De fortes tensions d’approvisionnement (voire des ruptures de stock) en amoxicilline, seule ou en association à l’acide clavulanique, sont prévues jusqu’en mars 2023 dans toute l’Europe. Pour faire face à cette situation très préoccupante, les pédiatres et les infectiologues ont élaboré des recommandations pour adapter la prescription en ville dans les différentes pathologies pédiatriques (durée de traitement, alternatives thérapeutiques, utilisation des formes adultes…).

Après les préconisations générales émises par l’ANSM et la DGS, les sociétés savantes de pédiatrie – Groupe de pathologie infectieuse pédiatrique (GPIP) de la Société française de pédiatrie (SFP), Association française de pédiatrie ambulatoire (Afpa) et Société de pathologie infectieuse de langue française (Spilf) – viennent d’éditer des recommandations d’adaptations du traitement pour les différentes pathologies les plus concernées en temps normal par l’antibiothérapie amoxicilline-acide clavulanique en pédiatrie : otite moyenne aiguë purulente, angine bactérienne, sinusite aiguë, pneumonie, pyélonéphrite (v. tableau ci-contre).

Les choix d’antibiotiques proposés dans le tableau tiennent compte de l’état des prévisions d’approvisionnement de l’ANSM pour les semaines à venir : lorsque les formes pédiatriques des antibiotiques ne sont pas disponibles, dans la majorité des situations où elles s’avèrent nécessaires, prescrire les formes adultes en adaptant approximativement les doses au poids et à l’âge de l’enfant et en économisant au maximum les ressources à disposition.

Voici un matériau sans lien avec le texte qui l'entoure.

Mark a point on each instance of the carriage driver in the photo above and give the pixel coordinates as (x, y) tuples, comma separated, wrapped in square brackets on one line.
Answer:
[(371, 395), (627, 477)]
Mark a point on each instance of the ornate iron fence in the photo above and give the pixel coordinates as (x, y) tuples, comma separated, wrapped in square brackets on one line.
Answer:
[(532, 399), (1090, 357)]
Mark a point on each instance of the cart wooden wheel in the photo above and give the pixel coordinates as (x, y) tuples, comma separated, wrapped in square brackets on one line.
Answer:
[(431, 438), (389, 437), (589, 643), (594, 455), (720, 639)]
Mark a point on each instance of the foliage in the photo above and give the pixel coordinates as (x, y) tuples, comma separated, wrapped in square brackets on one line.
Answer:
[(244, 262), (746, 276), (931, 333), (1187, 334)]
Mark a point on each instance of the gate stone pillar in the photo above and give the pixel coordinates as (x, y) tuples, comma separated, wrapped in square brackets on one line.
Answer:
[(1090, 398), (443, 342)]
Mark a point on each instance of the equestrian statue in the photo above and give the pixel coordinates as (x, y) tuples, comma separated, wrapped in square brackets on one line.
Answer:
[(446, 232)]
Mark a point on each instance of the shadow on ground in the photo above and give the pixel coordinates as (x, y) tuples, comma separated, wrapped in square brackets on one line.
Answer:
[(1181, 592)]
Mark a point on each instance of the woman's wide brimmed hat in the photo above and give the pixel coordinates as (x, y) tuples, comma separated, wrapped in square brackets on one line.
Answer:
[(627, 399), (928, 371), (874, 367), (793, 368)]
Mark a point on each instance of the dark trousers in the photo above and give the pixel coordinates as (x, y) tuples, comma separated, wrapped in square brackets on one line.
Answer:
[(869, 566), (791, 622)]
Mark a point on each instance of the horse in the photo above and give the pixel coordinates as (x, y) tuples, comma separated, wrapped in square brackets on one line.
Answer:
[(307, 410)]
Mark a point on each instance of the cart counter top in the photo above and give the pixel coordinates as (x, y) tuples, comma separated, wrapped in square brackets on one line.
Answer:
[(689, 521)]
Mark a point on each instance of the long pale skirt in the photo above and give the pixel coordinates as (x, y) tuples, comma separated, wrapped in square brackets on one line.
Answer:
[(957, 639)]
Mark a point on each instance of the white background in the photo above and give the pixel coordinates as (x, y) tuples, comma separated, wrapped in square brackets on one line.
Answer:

Cette pratique est relativement aisée pour certains antibiotiques (comprimé dispersible ou forme sachet) mais plus difficile pour d’autres, nécessitant des préparations pharmaceutiques. Des ordonnances de dilution type d’amoxicilline et d’amoxicilline-acide clavulanique sont proposées (v. liens hypertexte dans le tableau), elles ont été réalisées par l’équipe de pédiatrie et de pharmacie de l’hôpital Trousseau (AP-HP) et validées par le GPIP, la Société française de pharmacie clinique pédiatrique et par l’Académie nationale de pharmacie. Pour des traitements antibiotiques d’une durée supérieure à 5 jours, le plus souvent effectués en relais d’une antibiothérapie IV débutée à l’hôpital (infections cervicales profondes, ethmoïdite, infections ostéo-articulaires, pleuro-pneumopathies…), il est possible d’effectuer des préparations magistrales.

Ces alternatives thérapeutiques sont assorties d’autres conseils pour diminuer de façon générale les volumes d’antibiotiques prescrits. En effet, la pénurie risque de s’étendre, remarquent pédiatres et infectiologues : amoxicilline et acide clavulanique représentaient avant la pénurie 60 à 75 % des prescriptions ; c’est pourquoi les fortes tensions d’approvisionnement les concernant retentissent sur la disponibilité de l’ensemble des formes (incluant pénicilline V, et macrolides : azithromycine, clarithromycine), avec des répercussions sur des pathologies ne nécessitant pas de traitement par amoxicilline : infections urinaires, relais oraux d’infections graves traitées initialement par des formes parentérales...

Leur premier message est donc de limiter strictement les prescriptions aux indications des recommandations officielles chez l’enfant, comme chez l’adulte. Ils rappellent à cet effet que les situations cliniques ne justifiant pas d’antibiotique représentent la majorité des prescriptions en France (bronchites, rhinopharyngites, laryngites, bronchiolites, angines sans TDR positif, otites congestives, otites séreuses, suspicions d’otite non confirmées par l’otoscopie, syndrome grippaux ou Covid, fièvre sans point d’appel hors pathologie chronique, impétigos non étendu, furoncles, quasi-totalité des infections digestives...) – des prescriptions inutiles d’autant plus délétères en situations de pénurie.

Le raccourcissement des durées de traitement pour toutes les pathologies fréquentes est le second message, qui doit devenir la règle en période de difficultés d’approvisionnement.

Enfin, du fait des stocks limités de la quasi-totalité des formes pédiatriques des autres antibiotiques, le report sur ces molécules peut représenter un risque majeur pour des patients souffrant de pathologie chronique grave.